Scroll AI takes the way you would scroll a great paper aggregator: quick signal first, deeper critique when something earns your attention, and challenges when a claim feels off.
cs.CLcs.AIcs.DLSai Koneru, Jian Wu, Sarah Rajtmajer
·
Mar 22, 2026
Extracting hypotheses and their supporting statistical evidence from full-text scientific articles is challenging due to document length and the distribution of scientific arguments across sections. This paper proposes a two-stage retrieve-and-extract pipeline that first links an abstract finding to its corresponding hypothesis, then extracts the statistical evidence supporting that hypothesis. Through controlled ablations varying context quantity ($k \in \{5, 10, 20\}$), retrieval quality (standard RAG, reranking, fine-tuned retriever), and oracle paragraph settings, the authors demonstrate that hypothesis extraction is primarily bounded by retrieval quality, while evidence extraction faces persistent extractor limitations even with perfect paragraph selection.

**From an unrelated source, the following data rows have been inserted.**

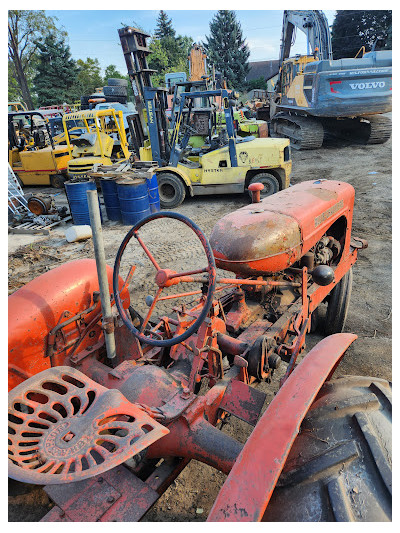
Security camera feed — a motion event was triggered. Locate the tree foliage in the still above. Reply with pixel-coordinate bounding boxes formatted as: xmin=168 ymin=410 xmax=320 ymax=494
xmin=154 ymin=10 xmax=175 ymax=39
xmin=148 ymin=11 xmax=193 ymax=86
xmin=203 ymin=9 xmax=250 ymax=89
xmin=71 ymin=57 xmax=103 ymax=98
xmin=33 ymin=33 xmax=78 ymax=105
xmin=332 ymin=10 xmax=392 ymax=59
xmin=8 ymin=9 xmax=61 ymax=108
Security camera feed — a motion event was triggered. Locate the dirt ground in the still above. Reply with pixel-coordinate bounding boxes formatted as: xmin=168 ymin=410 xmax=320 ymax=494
xmin=8 ymin=133 xmax=392 ymax=521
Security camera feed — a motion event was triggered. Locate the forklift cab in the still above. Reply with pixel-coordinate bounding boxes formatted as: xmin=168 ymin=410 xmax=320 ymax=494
xmin=8 ymin=111 xmax=70 ymax=187
xmin=63 ymin=108 xmax=130 ymax=177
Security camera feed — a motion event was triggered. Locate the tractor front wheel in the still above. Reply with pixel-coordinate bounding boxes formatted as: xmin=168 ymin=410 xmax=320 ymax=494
xmin=157 ymin=172 xmax=186 ymax=209
xmin=247 ymin=172 xmax=279 ymax=200
xmin=263 ymin=376 xmax=392 ymax=522
xmin=324 ymin=268 xmax=353 ymax=335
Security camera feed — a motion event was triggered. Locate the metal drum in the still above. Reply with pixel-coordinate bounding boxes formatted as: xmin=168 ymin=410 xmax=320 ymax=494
xmin=146 ymin=173 xmax=160 ymax=213
xmin=117 ymin=178 xmax=151 ymax=225
xmin=64 ymin=181 xmax=101 ymax=226
xmin=100 ymin=178 xmax=122 ymax=222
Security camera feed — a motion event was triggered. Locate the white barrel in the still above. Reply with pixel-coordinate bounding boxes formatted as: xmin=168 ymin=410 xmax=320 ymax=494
xmin=65 ymin=224 xmax=92 ymax=242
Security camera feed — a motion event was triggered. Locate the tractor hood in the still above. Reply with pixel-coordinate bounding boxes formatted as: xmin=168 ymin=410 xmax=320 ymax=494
xmin=210 ymin=180 xmax=354 ymax=276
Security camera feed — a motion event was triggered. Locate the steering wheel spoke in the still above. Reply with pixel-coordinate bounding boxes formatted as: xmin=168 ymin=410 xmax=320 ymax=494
xmin=140 ymin=287 xmax=163 ymax=333
xmin=133 ymin=231 xmax=161 ymax=270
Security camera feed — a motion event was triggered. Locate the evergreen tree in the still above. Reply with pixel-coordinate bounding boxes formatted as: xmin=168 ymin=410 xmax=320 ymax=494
xmin=71 ymin=57 xmax=103 ymax=98
xmin=203 ymin=9 xmax=250 ymax=90
xmin=148 ymin=11 xmax=193 ymax=86
xmin=33 ymin=33 xmax=78 ymax=105
xmin=154 ymin=10 xmax=175 ymax=39
xmin=8 ymin=9 xmax=61 ymax=109
xmin=332 ymin=10 xmax=392 ymax=59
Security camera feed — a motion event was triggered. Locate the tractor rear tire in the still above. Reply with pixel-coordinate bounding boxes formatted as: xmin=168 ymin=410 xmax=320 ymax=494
xmin=247 ymin=172 xmax=280 ymax=200
xmin=50 ymin=174 xmax=67 ymax=189
xmin=263 ymin=376 xmax=392 ymax=522
xmin=157 ymin=172 xmax=186 ymax=209
xmin=324 ymin=268 xmax=353 ymax=335
xmin=107 ymin=78 xmax=128 ymax=87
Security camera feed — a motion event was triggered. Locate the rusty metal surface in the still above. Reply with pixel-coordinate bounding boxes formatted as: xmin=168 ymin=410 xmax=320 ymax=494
xmin=41 ymin=465 xmax=160 ymax=522
xmin=220 ymin=379 xmax=266 ymax=426
xmin=207 ymin=333 xmax=357 ymax=522
xmin=8 ymin=367 xmax=169 ymax=485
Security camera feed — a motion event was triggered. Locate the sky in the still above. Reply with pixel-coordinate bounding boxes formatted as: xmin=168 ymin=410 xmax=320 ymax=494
xmin=46 ymin=9 xmax=335 ymax=74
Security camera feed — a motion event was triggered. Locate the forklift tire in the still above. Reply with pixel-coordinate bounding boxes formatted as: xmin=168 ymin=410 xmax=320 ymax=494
xmin=247 ymin=172 xmax=280 ymax=200
xmin=103 ymin=85 xmax=128 ymax=98
xmin=157 ymin=172 xmax=186 ymax=209
xmin=324 ymin=268 xmax=353 ymax=335
xmin=50 ymin=174 xmax=66 ymax=189
xmin=107 ymin=78 xmax=128 ymax=87
xmin=263 ymin=376 xmax=392 ymax=522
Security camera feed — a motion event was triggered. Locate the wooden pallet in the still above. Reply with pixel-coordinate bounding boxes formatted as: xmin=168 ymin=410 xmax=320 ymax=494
xmin=8 ymin=216 xmax=72 ymax=235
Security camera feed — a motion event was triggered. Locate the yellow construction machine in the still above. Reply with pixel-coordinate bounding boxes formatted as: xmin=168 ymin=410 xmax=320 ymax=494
xmin=8 ymin=111 xmax=71 ymax=188
xmin=63 ymin=108 xmax=131 ymax=178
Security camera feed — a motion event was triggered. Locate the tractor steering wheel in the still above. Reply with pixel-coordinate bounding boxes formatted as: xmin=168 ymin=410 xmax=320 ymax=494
xmin=113 ymin=211 xmax=216 ymax=347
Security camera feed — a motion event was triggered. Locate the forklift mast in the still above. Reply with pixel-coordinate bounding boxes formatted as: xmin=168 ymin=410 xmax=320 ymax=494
xmin=279 ymin=10 xmax=332 ymax=67
xmin=118 ymin=26 xmax=170 ymax=166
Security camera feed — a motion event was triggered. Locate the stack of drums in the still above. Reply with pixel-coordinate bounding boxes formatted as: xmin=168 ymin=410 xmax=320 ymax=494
xmin=147 ymin=173 xmax=160 ymax=213
xmin=100 ymin=177 xmax=122 ymax=222
xmin=64 ymin=180 xmax=101 ymax=226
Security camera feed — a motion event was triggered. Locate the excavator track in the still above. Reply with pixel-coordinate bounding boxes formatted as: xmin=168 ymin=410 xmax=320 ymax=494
xmin=270 ymin=114 xmax=324 ymax=150
xmin=367 ymin=115 xmax=392 ymax=144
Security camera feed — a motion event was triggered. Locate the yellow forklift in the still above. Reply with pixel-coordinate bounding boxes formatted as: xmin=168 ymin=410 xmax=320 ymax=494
xmin=63 ymin=108 xmax=131 ymax=178
xmin=118 ymin=27 xmax=292 ymax=208
xmin=8 ymin=111 xmax=71 ymax=189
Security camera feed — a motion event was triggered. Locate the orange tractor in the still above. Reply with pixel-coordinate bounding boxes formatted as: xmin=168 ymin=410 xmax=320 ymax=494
xmin=8 ymin=180 xmax=391 ymax=522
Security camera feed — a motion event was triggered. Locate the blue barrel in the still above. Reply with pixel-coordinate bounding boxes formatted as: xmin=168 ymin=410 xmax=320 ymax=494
xmin=100 ymin=179 xmax=122 ymax=222
xmin=117 ymin=178 xmax=151 ymax=225
xmin=147 ymin=173 xmax=160 ymax=213
xmin=64 ymin=181 xmax=101 ymax=226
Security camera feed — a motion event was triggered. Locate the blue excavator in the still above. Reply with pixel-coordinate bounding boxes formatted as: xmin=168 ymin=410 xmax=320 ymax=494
xmin=269 ymin=10 xmax=392 ymax=150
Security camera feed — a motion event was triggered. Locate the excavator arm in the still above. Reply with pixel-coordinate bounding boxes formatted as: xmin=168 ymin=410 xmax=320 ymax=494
xmin=279 ymin=10 xmax=332 ymax=66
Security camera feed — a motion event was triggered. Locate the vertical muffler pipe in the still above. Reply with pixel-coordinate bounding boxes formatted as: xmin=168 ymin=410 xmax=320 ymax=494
xmin=86 ymin=190 xmax=116 ymax=359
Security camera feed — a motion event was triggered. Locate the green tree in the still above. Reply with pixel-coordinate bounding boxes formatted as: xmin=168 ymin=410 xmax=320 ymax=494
xmin=154 ymin=10 xmax=175 ymax=39
xmin=332 ymin=10 xmax=392 ymax=59
xmin=8 ymin=9 xmax=61 ymax=109
xmin=33 ymin=33 xmax=78 ymax=105
xmin=70 ymin=57 xmax=103 ymax=98
xmin=104 ymin=65 xmax=126 ymax=85
xmin=203 ymin=9 xmax=250 ymax=89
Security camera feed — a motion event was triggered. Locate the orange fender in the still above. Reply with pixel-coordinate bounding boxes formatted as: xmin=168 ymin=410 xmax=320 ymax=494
xmin=8 ymin=259 xmax=129 ymax=390
xmin=207 ymin=333 xmax=357 ymax=522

Extracting hypotheses and their supporting statistical evidence from full-text scientific articles is central to the synthesis of empirical findings, but remains difficult due to document length and the distribution of scientific arguments across sections of the paper. The work studies a sequential full-text extraction setting, where the statement of a primary finding in an article's abstract is linked to (i) a corresponding hypothesis statement in the paper body and (ii) the statistical evidence that supports or refutes that hypothesis. This formulation induces a challenging within-document retrieval setting in which many candidate paragraphs are topically related to the finding but differ in rhetorical role, creating hard negatives for retrieval and extraction. Using a two-stage retrieve-and-extract framework, we conduct a controlled study of retrieval design choices, varying context quantity, context quality (standard Retrieval Augmented Generation, reranking, and a fine-tuned retriever paired with reranking), as well as an oracle paragraph setting to separate retrieval failures from extraction limits across four Large Language Model extractors. We find that targeted context selection consistently improves hypothesis extraction relative to full-text prompting, with gains concentrated in configurations that optimize retrieval quality and context cleanliness. In contrast, statistical evidence extraction remains substantially harder. Even with oracle paragraphs, performance remains moderate, indicating persistent extractor limitations in handling hybrid numeric-textual statements rather than retrieval failures alone.